Par ailleurs, aux termes de l’article 6 de la Déclaration des droits de l’homme et du citoyen de 1789, la loi doit être la même pour tous, soit qu’elle protège, soit qu’elle punisse.
En application de l’article L. 1235-3 du code du travail, si le licenciement d’un salarié survient pour une cause qui n’est pas réelle et sérieuse, le juge octroie au salarié une indemnité à la charge de l’employeur, dont le montant est compris entre des montants minimaux et maximaux fixés par ce texte ; pour déterminer le montant de l’indemnité, le juge peut tenir compte, le cas échéant, des indemnités de licenciement versées à l’occasion de la rupture, à l’exception de l’indemnité de licenciement mentionnée à l’article L. 1234-9. Cette indemnité est cumulable, le cas échéant, avec les indemnités prévues aux articles L. 1235-12, L. 1235-13 et L. 1235-15, dans la limite des montants maximaux prévus au même article.
Ces dispositions et celles des articles L. 1235-3-1 et L. 1235-4 du code du travail, qui permettent raisonnablement l’indemnisation de la perte injustifiée de l’emploi et assurent le caractère dissuasif des sommes mises à la charge de l’employeur, sont de nature à permettre le versement d’une indemnité adéquate ou une réparation considérée comme appropriée au sens de l’article 10 de la Convention n° 158 de l’Organisation internationale du travail (OIT).

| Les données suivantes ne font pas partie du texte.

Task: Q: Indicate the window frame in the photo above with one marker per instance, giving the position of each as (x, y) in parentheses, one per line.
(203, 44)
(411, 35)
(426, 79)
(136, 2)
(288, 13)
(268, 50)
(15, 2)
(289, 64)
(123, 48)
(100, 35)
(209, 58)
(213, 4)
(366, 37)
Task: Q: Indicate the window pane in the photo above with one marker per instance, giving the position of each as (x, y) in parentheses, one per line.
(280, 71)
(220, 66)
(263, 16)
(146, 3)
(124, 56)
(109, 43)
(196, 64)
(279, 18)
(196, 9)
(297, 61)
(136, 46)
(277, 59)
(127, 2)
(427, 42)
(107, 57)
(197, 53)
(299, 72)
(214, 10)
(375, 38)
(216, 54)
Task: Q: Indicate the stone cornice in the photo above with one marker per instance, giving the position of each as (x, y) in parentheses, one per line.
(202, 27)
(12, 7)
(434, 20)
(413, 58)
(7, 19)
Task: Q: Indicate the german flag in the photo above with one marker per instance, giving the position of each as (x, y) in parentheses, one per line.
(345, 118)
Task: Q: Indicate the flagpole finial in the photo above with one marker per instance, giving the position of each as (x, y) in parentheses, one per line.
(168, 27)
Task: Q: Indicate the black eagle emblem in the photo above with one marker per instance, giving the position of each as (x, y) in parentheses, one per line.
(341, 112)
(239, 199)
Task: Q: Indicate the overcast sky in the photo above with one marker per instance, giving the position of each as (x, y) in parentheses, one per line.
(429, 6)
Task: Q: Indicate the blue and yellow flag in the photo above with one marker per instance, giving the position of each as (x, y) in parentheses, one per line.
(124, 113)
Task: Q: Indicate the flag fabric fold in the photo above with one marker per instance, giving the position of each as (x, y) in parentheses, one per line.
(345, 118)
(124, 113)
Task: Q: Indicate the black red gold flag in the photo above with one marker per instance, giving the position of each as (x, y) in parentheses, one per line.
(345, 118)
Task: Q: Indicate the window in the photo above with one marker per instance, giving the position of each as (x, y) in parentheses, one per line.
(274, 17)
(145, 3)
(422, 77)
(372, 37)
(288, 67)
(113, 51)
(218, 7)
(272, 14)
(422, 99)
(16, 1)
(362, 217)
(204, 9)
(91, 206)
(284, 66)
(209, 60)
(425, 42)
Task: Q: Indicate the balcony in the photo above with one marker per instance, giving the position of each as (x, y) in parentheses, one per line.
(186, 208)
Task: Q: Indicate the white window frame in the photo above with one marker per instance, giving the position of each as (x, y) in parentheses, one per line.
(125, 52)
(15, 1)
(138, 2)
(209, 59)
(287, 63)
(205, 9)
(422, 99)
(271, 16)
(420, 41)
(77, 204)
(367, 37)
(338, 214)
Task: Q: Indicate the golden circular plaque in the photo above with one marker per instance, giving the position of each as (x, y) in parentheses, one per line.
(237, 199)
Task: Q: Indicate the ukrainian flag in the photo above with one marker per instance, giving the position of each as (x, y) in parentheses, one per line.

Il en résulte que les dispositions de l’article L. 1235-3 du code du travail sont compatibles avec les stipulations de l’article 10 de la Convention précitée et qu’il appartient seulement au juge d’apprécier la situation concrète du salarié pour déterminer le montant de l’indemnité due entre les montants minimaux et maximaux déterminés par cet article.

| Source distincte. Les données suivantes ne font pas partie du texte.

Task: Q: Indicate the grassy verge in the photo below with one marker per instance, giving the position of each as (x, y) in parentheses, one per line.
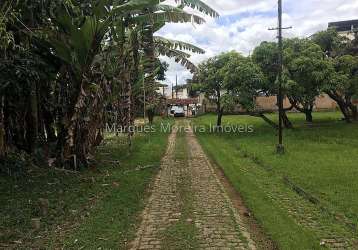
(318, 201)
(182, 234)
(93, 209)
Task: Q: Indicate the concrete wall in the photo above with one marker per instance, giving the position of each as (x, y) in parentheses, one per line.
(323, 102)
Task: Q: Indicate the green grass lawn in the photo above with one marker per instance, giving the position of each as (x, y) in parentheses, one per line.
(318, 201)
(96, 208)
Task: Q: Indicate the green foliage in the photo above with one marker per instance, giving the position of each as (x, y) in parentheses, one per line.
(318, 159)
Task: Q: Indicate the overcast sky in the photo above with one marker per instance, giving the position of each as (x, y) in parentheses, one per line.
(243, 24)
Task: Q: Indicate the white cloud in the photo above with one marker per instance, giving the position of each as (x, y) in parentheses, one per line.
(244, 24)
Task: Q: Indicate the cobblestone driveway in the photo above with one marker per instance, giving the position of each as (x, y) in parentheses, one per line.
(218, 224)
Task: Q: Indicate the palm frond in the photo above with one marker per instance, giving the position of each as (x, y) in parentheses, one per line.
(168, 16)
(175, 44)
(199, 5)
(179, 57)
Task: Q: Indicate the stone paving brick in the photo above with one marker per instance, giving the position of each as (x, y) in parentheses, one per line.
(218, 223)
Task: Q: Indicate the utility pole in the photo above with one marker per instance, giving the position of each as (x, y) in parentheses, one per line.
(172, 91)
(280, 147)
(144, 98)
(176, 86)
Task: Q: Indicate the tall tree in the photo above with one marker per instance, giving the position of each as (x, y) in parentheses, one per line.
(266, 56)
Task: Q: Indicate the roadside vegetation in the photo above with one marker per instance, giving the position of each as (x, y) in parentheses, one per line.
(304, 199)
(97, 207)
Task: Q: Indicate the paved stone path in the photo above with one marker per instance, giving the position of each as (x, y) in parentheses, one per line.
(217, 222)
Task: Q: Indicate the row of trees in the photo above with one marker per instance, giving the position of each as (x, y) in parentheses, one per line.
(325, 63)
(64, 63)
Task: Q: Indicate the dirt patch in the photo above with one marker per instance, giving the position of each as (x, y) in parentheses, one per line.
(261, 239)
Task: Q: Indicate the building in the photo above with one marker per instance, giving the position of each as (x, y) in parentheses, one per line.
(345, 28)
(268, 103)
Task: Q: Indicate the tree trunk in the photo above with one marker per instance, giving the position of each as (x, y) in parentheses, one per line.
(33, 124)
(219, 118)
(267, 120)
(2, 127)
(150, 114)
(354, 111)
(309, 117)
(344, 111)
(286, 122)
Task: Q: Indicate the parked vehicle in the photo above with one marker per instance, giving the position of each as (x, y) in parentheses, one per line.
(179, 112)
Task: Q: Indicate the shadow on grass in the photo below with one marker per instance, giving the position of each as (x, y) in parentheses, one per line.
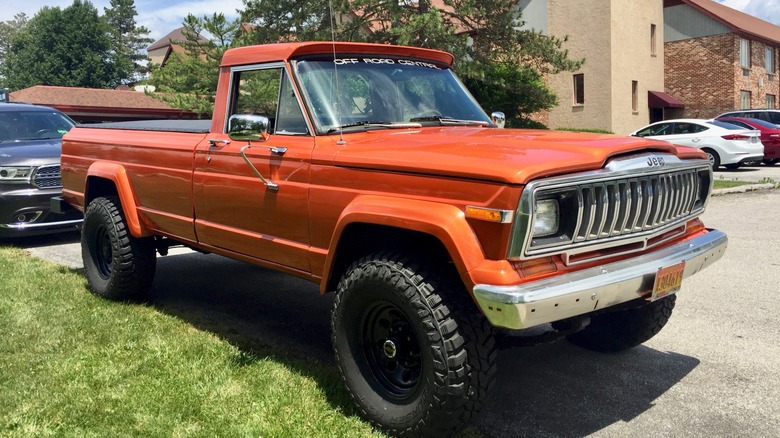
(549, 390)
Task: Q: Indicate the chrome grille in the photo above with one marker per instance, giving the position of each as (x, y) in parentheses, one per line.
(47, 177)
(614, 208)
(631, 204)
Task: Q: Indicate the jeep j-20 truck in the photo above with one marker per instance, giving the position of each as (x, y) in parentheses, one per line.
(371, 170)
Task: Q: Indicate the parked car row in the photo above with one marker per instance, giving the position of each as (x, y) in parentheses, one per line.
(725, 144)
(30, 148)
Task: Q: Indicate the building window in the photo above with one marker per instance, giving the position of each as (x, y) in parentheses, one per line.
(744, 99)
(744, 53)
(652, 40)
(579, 89)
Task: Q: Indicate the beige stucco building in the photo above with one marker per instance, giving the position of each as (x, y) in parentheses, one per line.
(623, 76)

Ainsi, en application des dispositions des articles L. 1235-3 et 1235-3-2 du code du travail, la salariée, qui comptait 4 années complètes d’ancienneté au moment de la rupture, peut prétendre à une indemnité à la charge de l’employeur, dont le montant est compris entre le montant minimal de 3 mois de salaire brut et le montant maximal de 5 mois de salaire brut.

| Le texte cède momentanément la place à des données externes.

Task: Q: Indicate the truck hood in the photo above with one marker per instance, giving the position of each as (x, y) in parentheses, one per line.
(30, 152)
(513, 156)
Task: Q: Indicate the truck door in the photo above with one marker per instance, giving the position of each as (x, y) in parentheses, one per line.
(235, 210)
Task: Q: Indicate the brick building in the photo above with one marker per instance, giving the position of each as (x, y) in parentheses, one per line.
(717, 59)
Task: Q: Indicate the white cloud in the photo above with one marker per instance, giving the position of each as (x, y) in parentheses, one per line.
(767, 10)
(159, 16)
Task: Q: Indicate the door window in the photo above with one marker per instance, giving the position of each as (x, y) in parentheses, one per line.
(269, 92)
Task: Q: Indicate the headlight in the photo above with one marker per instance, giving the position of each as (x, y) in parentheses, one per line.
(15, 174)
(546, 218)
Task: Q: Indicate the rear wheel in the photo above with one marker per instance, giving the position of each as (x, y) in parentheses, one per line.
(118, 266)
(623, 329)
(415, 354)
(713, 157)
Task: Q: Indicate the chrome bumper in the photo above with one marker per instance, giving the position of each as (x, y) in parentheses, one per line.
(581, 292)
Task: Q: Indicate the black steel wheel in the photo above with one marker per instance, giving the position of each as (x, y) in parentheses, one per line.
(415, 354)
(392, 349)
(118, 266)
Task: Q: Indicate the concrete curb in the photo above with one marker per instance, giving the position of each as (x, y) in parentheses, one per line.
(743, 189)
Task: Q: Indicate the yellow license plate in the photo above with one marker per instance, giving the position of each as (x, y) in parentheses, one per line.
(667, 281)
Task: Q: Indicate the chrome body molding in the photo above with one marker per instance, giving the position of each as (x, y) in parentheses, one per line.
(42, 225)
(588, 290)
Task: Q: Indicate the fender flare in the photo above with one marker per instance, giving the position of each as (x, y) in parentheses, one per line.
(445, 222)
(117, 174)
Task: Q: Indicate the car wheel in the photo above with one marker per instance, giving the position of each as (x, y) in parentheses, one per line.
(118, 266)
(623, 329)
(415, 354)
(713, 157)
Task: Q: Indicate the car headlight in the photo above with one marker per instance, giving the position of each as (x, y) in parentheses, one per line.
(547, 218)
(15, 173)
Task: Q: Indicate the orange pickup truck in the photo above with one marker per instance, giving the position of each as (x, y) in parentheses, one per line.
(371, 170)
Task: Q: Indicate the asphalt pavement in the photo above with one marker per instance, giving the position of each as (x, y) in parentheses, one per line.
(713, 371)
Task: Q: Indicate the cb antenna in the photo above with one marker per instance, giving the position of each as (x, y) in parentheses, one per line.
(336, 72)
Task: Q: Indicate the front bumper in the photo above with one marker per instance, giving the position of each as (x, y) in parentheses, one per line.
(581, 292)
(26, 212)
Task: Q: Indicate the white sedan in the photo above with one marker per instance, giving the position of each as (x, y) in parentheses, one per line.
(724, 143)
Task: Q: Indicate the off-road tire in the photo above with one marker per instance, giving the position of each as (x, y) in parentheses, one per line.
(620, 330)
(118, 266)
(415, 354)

En raison de l’âge de la salariée au moment de la rupture, 23 ans, du montant de la rémunération qui lui était versée, de l’absence d’élément sur sa situation postérieure à la rupture, il convient de lui allouer, en réparation du préjudice matériel et moral qu’elle a subi, la somme de 8 000 euros à titre d’indemnité pour licenciement sans cause réelle et sérieuse.
Sur l’indemnité compensatrice de congés payés non pris
La salariée sollicite une indemnité compensatrice de congés payés en considération de la période d’arrêt de travail dans son entièreté en ce que les dispositions légales qui excluent ou limitent les périodes de suspension du contrat de travail pendant lesquelles le salarié peut acquérir des droits à congé payé, sont contraires au droit européen et international et doivent être écartées.
L’employeur conclut au débouté en faisant valoir que la salariée a été remplie de ses droits à congés payés par le solde de tout compte conformément aux dispositions alors en vigueur de l’article L. 3141-5, 5° du code du travail. A titre subsidiaire si ces dispositions sont écartées par la cour, il soutient qu’en application de l’article L. 3141-19-1 de ce code, le report des congés payés doit être limité à 15 mois, de sorte que la salariée ne peut revendiquer qu’une indemnité au titre des congés payés acquis entre le 1er juin 2021 et le 31 octobre 2022, soit 36 jours ouvrés, soit un solde de congés payés de 11 jours après déduction de 25 jours maintenus durant un an au cours de la suspension du contrat de travail qu’il indique lui avoir réglés.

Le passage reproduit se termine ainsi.